If it was necessary to categorise the legal situation which, in my view, arises upon the opening of a shopping centre, with public areas of the kind I have mentioned (at least where the opening is not accompanied by an announced limitation on the classes of public entrants), I would say that the members of the public are privileged visitors whose privilege is revocable only upon misbehaviour (and I need not spell out here what this embraces) or by reason of unlawful activity. Such a view reconciles both the interests of the shopping centre owner and of members of the public, doing violence to neither and recognising the mutual or reciprocal commercial interests of shopping centre owner, business tenants and members of the public upon which the shopping centre is based.

Laskin also argues for a view of property rights balanced by the rights of others. He also distinguishes Harrison from the Peters case based on the fact that, in this case, the appellant had an interest sanctioned by law, in pursuing legitimate claims against her employer.

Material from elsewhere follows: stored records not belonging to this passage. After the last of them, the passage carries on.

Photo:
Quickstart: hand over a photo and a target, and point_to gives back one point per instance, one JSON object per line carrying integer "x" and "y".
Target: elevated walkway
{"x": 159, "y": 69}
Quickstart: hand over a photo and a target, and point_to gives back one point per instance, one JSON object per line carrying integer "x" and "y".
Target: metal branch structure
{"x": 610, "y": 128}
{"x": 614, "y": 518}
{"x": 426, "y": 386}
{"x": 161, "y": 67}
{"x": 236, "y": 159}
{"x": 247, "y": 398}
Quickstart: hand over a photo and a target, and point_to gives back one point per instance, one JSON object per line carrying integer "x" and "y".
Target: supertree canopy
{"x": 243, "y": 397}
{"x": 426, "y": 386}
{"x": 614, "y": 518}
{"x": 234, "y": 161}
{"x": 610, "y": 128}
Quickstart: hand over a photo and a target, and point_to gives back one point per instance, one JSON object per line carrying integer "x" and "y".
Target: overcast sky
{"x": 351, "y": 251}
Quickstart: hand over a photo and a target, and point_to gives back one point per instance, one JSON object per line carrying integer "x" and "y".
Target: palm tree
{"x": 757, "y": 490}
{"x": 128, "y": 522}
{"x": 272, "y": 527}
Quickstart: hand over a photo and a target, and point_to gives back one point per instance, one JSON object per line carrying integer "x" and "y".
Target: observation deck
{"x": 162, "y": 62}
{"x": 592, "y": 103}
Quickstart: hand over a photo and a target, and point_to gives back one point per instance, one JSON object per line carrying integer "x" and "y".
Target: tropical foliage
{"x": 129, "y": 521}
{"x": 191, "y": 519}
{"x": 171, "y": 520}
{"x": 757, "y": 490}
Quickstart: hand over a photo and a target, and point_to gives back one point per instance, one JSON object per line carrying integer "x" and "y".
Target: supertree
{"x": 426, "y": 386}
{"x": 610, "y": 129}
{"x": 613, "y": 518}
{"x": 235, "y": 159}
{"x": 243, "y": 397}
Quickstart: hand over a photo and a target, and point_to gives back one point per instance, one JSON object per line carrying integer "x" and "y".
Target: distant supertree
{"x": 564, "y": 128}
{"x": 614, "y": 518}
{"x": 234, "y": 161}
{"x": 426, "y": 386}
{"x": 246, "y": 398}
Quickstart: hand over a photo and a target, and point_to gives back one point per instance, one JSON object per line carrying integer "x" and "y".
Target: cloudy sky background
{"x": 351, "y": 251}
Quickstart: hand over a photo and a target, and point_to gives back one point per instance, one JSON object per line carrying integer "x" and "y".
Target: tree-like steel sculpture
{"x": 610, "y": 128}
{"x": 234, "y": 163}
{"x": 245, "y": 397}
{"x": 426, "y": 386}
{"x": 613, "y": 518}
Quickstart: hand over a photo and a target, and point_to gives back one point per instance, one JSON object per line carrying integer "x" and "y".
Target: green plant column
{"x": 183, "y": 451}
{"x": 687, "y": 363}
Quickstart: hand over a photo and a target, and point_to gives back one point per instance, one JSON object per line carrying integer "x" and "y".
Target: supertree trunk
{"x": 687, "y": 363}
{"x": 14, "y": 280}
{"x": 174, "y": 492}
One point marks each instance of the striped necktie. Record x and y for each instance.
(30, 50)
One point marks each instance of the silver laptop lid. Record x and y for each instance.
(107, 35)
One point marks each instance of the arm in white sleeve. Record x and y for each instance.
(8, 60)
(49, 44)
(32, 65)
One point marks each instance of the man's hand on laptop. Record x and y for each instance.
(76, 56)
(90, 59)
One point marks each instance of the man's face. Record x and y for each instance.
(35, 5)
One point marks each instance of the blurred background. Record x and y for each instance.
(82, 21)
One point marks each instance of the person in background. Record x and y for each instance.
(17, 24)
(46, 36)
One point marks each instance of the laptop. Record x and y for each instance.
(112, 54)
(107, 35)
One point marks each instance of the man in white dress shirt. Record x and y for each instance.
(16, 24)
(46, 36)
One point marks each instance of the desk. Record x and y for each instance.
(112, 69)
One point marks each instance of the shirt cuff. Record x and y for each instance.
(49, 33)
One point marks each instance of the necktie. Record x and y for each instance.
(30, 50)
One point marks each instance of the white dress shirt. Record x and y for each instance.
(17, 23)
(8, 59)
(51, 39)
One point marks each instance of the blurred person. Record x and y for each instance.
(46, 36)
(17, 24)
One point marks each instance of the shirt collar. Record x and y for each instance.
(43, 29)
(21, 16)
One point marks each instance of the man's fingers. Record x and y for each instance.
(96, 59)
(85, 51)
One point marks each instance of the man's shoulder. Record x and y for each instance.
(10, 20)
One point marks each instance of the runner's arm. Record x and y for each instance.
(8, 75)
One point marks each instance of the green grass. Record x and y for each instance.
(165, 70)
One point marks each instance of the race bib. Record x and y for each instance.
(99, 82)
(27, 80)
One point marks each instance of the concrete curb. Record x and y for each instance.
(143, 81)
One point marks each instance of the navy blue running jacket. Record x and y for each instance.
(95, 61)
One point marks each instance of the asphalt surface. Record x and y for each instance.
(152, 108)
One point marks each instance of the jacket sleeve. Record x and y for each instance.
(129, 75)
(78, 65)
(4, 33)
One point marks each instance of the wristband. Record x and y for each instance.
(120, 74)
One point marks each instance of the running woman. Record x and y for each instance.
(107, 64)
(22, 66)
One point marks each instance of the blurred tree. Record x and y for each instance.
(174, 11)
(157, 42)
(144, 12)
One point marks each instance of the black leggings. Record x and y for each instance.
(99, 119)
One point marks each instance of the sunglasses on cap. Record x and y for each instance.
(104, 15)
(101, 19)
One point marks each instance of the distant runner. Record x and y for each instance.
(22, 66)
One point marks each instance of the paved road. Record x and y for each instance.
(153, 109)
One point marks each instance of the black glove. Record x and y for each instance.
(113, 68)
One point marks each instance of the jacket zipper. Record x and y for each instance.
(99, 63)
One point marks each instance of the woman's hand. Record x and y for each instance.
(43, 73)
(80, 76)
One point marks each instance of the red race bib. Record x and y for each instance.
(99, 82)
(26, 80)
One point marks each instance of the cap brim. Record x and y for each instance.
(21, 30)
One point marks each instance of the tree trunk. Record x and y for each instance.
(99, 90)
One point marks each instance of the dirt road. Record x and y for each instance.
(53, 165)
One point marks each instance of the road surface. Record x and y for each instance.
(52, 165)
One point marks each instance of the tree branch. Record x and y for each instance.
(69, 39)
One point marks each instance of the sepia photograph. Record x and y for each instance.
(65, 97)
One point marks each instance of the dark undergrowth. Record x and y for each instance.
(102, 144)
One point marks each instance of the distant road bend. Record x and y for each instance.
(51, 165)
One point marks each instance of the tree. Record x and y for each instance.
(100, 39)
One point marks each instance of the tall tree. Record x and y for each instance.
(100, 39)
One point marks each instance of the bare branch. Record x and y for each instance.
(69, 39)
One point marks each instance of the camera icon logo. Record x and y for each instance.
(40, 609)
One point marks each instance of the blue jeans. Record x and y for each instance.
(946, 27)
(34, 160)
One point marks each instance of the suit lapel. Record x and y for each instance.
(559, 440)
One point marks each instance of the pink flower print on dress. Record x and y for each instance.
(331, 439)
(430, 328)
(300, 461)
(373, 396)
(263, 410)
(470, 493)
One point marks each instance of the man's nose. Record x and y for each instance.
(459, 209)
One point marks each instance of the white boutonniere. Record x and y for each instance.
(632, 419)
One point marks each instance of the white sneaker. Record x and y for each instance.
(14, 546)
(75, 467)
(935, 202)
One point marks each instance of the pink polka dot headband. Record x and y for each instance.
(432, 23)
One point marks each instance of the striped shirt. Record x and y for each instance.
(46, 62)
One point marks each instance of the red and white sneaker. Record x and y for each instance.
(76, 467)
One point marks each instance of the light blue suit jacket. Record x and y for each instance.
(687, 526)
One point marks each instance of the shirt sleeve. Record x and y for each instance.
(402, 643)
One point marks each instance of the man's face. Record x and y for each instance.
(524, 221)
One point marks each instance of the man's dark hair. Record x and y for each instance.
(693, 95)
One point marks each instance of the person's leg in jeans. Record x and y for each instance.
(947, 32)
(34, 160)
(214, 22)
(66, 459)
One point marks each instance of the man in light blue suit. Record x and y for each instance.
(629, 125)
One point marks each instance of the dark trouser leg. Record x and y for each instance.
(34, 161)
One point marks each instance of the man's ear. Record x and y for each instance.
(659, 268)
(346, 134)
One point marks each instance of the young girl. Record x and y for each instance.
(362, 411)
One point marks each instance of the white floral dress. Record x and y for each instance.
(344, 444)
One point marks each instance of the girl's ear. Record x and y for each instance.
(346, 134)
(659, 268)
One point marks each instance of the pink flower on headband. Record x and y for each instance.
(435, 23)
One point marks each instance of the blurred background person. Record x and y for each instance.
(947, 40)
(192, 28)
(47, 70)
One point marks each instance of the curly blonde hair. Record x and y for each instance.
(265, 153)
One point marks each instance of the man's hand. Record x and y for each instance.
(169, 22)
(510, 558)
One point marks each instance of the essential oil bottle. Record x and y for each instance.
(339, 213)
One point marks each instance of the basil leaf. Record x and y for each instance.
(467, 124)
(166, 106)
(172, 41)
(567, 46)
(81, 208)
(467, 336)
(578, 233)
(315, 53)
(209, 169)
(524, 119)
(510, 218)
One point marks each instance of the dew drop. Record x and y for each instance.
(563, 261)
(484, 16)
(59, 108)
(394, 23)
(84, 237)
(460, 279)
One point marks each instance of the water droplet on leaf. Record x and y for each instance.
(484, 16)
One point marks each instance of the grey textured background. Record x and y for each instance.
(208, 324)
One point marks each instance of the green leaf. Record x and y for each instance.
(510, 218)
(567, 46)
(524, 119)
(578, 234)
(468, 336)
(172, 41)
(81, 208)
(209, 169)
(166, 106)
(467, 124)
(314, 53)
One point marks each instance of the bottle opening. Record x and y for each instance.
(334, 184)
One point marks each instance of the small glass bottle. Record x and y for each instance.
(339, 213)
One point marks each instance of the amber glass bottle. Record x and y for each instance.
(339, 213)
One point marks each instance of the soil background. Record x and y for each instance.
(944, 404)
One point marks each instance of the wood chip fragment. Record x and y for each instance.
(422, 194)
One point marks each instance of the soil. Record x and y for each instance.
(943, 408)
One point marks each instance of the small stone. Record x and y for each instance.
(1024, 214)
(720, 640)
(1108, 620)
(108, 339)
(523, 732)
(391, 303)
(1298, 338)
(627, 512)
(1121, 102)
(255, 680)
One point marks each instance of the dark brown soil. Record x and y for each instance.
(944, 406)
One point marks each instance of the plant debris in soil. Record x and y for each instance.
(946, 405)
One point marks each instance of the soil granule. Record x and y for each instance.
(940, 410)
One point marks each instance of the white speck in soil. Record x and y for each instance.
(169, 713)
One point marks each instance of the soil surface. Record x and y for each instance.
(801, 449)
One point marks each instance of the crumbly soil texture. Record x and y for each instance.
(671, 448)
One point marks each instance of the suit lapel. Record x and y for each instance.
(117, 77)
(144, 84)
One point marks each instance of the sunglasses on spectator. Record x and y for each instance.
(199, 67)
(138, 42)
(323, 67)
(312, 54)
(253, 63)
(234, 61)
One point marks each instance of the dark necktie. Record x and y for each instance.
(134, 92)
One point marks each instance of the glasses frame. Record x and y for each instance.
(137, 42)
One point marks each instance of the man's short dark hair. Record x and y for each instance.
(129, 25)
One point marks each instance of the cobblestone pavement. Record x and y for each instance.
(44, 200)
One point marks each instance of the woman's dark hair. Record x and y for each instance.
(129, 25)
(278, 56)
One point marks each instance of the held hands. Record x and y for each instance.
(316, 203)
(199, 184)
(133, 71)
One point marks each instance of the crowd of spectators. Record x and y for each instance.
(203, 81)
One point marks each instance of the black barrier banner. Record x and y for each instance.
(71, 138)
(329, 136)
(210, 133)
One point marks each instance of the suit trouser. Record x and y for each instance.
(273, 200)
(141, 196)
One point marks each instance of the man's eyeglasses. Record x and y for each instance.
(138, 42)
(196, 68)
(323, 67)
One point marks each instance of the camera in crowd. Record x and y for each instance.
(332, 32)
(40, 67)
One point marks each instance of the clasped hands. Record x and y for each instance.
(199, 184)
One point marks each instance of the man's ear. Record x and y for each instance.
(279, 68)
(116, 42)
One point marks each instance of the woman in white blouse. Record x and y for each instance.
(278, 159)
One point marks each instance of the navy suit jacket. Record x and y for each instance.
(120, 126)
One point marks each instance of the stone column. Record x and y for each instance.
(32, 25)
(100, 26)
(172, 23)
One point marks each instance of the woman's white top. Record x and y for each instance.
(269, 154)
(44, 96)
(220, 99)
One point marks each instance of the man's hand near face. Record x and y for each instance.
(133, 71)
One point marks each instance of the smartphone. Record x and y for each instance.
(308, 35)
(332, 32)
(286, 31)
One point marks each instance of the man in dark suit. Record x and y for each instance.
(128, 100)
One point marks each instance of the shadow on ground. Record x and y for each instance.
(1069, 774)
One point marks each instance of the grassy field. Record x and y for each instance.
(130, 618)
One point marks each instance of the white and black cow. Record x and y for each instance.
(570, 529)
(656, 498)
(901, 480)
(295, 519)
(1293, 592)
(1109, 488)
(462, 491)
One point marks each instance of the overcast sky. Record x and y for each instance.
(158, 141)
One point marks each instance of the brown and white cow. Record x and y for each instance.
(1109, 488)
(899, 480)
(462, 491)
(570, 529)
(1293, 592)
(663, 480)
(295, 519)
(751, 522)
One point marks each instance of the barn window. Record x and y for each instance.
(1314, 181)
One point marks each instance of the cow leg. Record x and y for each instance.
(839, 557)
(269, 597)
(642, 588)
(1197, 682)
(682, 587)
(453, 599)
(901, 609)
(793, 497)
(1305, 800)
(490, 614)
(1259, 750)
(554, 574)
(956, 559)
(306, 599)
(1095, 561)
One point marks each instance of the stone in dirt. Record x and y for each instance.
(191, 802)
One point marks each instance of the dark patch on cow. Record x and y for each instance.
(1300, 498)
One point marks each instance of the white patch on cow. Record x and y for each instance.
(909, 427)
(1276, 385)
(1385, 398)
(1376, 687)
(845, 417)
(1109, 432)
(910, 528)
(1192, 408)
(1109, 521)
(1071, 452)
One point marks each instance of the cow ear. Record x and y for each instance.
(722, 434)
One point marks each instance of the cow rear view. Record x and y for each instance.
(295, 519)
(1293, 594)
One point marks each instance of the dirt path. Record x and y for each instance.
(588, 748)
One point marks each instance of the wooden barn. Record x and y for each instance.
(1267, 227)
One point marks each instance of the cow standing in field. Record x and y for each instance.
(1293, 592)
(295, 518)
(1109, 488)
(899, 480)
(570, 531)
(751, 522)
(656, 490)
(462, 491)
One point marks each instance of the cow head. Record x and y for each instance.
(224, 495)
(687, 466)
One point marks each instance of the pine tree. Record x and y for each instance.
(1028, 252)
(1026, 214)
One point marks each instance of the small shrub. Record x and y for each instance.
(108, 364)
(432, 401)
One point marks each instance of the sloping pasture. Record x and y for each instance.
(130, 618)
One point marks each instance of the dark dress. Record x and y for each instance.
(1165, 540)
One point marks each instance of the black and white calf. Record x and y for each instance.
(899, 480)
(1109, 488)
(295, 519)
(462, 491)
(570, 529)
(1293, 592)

Additionally, he calls for a more reasoned adoption of stare decisis by the Supreme Court of Canada. This would allow the Court to depart from some of its previous decisions as it comes to realize that social conditions are changing:

This Court, above all others in this country, cannot be simply mechanistic about previous decisions ... we are free to depart :from previous decisions in order to support the pressing need to examine the present case on its merits.

==Aftermath==
In Post-Charter Canada the question remains unresolved. The Court's multiple reasons in Committee for the Commonwealth of Canada v. Canada [1991] 1 SCR 139 leave things particularly ambiguous. Shortly after the decision the Manitoba government amended The Petty Trespasses Act to allow picketing and other forms of communication of "true statements" on mall property. The legislation recognizes malls as public spaces where arbitrary withdrawal is no longer lawful on behalf of mall owners.